Must have been quite a sight............the French people on the train cowering in fear, waving their little white flags, while two Marines kick some ass. :armata_PDT_36:


----------



## Slippy (Nov 14, 2013)

If I were President I would stop all funding to the UN and refund part of that to the taxpayers. The balance I would use to hire former Marines to patrol areas to keep muslime jihadists out of the country.

Then I would take food stamps and cut off most of the fraudulent takers and refund the taxpayers. The balance I would use to hire former Army Rangers to patrol areas and keep muslime jihadists from doing their thing.


----------



## Prepared One (Nov 5, 2014)

It seems we are are always rescuing the French.

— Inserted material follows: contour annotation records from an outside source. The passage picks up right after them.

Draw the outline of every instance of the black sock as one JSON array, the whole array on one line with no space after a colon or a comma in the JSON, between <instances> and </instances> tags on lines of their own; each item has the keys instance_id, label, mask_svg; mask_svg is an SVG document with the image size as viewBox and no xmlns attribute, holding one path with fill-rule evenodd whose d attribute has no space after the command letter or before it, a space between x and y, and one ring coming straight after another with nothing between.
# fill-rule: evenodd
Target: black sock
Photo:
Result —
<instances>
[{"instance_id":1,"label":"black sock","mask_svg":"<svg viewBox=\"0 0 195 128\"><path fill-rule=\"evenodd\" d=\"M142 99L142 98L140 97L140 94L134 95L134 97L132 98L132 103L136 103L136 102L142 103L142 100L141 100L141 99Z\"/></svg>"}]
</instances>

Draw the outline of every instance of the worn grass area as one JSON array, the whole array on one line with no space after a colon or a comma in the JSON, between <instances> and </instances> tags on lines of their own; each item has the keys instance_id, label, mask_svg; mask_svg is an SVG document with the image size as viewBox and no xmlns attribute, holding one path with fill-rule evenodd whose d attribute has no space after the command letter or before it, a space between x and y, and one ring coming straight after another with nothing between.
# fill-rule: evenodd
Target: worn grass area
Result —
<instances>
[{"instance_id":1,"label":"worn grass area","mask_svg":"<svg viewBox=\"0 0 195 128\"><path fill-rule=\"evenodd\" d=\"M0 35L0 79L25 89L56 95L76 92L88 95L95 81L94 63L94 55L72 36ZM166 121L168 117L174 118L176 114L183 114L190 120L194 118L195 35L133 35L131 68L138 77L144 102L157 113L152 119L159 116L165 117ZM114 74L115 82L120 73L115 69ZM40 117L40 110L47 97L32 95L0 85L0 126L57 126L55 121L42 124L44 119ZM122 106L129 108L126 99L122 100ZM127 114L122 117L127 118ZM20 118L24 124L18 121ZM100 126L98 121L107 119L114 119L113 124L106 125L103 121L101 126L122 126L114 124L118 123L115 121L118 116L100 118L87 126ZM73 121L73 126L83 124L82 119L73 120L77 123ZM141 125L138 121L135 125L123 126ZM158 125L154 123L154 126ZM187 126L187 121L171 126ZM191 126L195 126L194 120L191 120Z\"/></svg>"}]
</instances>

Hey-Hey! for our side!

Ohh...and..... Slippy for President!


----------



## Slippy (Nov 14, 2013)

If I remember there is a poem engraved on the Statue of Liberty that goes something like this;
Bring me your tired, your poor, your homeless huddled masses yearning to breathe free...

I would change that Immigration Policy to;

Bring me your tired, your poor, your homeless huddled masses of illegal ******** and all muslimes, (or any for that matter, they don't have to be poor or tired or homeless or huddling, just bring them to me)...and extra credit for those who bring the heads of illegal ******** and muslimes on a Gen-U-Wine SlippyMade Pike!


----------



## Denton (Sep 18, 2012)

Just read that story, but it didn't say any of them were Marines.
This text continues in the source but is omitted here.